Employers have control over two plan design elements that determine the amount and time of the cash distributions to terminating employees:
- valuation timing
- distribution policy
Of these two elements, valuation timing requires immediate attention by the ESOP sponsor and therefore is the subject of this client alert. The law requires that shares of an ESOP company be valued once per year. For most ESOPs that operate on a calendar year, that valuation date is December 31, 2019, and, absent immediate sponsor intervention, employees who have already terminated or retired must be paid using that value. Indeed, most calendar year ESOPs have already begun the administrative process to determine the 2019 year-end value.

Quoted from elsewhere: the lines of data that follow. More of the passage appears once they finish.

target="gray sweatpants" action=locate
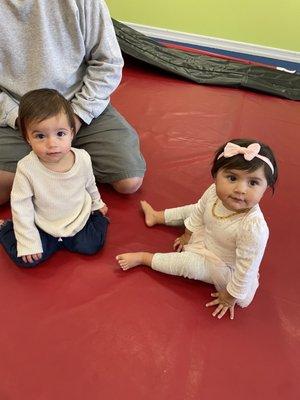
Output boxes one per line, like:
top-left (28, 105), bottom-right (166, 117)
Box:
top-left (0, 105), bottom-right (146, 183)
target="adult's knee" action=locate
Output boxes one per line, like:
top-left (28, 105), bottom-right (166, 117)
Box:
top-left (0, 171), bottom-right (15, 205)
top-left (112, 177), bottom-right (143, 194)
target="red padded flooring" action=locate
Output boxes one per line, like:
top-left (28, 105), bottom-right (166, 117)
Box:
top-left (0, 60), bottom-right (300, 400)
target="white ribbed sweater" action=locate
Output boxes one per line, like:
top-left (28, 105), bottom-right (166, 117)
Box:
top-left (11, 148), bottom-right (105, 257)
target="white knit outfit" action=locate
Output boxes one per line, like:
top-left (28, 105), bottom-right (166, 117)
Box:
top-left (151, 184), bottom-right (269, 307)
top-left (11, 148), bottom-right (105, 257)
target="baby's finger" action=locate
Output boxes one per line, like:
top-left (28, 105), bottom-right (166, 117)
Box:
top-left (212, 304), bottom-right (223, 317)
top-left (205, 299), bottom-right (219, 307)
top-left (26, 254), bottom-right (33, 263)
top-left (218, 306), bottom-right (228, 319)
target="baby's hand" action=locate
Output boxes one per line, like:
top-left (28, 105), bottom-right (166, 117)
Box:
top-left (173, 232), bottom-right (191, 253)
top-left (99, 206), bottom-right (108, 215)
top-left (206, 290), bottom-right (236, 319)
top-left (22, 253), bottom-right (42, 264)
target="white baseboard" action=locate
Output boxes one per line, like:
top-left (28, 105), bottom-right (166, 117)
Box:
top-left (122, 21), bottom-right (300, 63)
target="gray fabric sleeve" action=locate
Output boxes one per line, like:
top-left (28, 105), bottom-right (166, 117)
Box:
top-left (71, 0), bottom-right (124, 124)
top-left (0, 90), bottom-right (19, 129)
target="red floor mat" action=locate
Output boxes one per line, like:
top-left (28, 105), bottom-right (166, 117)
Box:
top-left (0, 60), bottom-right (300, 400)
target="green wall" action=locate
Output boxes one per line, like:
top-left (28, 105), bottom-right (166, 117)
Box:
top-left (106, 0), bottom-right (300, 52)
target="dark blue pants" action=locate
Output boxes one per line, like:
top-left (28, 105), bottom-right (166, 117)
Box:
top-left (0, 211), bottom-right (108, 268)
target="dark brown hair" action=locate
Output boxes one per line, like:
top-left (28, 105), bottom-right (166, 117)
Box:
top-left (18, 89), bottom-right (76, 140)
top-left (211, 139), bottom-right (278, 192)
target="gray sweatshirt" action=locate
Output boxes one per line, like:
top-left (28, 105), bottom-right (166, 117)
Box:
top-left (0, 0), bottom-right (123, 128)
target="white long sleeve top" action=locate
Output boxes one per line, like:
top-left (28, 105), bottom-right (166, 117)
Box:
top-left (0, 0), bottom-right (123, 128)
top-left (185, 184), bottom-right (269, 300)
top-left (11, 148), bottom-right (105, 257)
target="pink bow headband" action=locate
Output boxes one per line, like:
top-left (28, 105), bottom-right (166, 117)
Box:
top-left (218, 142), bottom-right (274, 174)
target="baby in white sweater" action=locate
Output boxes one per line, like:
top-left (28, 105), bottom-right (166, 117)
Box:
top-left (0, 89), bottom-right (108, 267)
top-left (117, 139), bottom-right (277, 319)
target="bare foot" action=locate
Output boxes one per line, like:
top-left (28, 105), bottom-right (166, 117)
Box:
top-left (141, 200), bottom-right (165, 227)
top-left (116, 252), bottom-right (153, 271)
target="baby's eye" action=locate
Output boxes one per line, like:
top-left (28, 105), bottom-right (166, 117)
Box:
top-left (227, 175), bottom-right (236, 182)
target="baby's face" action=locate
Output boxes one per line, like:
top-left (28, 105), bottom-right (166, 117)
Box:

Implementing an Interim Valuation Date
The problem is that the 2019 year-end value, in many cases, is not a fair representation of the current value of the company. Cashing out a significant number of employees based upon an outdated, and arguably inflated share value, is unfair to the remaining participants and could irreparably endanger the company’s financial health. Accordingly, it is prudent that ESOP companies consider implementing an interim valuation date. Clearly, the company’s near-term prospects will play a critical part in the decision-making process. By way of example, a company that manufactures medical equipment will likely recover its share value much more quickly than one in the hotel industry.
Employers that decide to implement an interim valuation date may need to act quickly to avoid the requirement to pay employees at the 2019 year-end values. If the existing plan language does not provide discretion to the company or Plan Administrator to implement an interim valuation date, the ESOP document must be amended to provide such discretion. If an amendment is required, it must be adopted prior to the termination of the employment of the affected employees. The few court decisions addressing this issue make it clear that the manner of determination of the value of an employee’s shares may not be altered once he or she has satisfied all of the conditions for entitlement for payment. It, therefore, is critical for ESOP sponsors to decide whether an interim valuation date should be implemented and to review their ESOP document as soon as possible and determine whether they have the flexibility or need to amend the plan to declare an interim valuation date.
Employers that decide to implement an interim valuation date must select a specific interim valuation date. This decision should be made in consultation with the trustee of the Plan and the valuation professional that the Trustee relies upon to help it determine the annual share values. In the author’s view, the date chosen should be one that represents a reasonable snapshot of the company’s near-term prospects. Sponsors should not seek to “time” the interim valuation date to target a lower value, but rather try to achieve a balance that is fair to both terminated employees and those still employed by the company.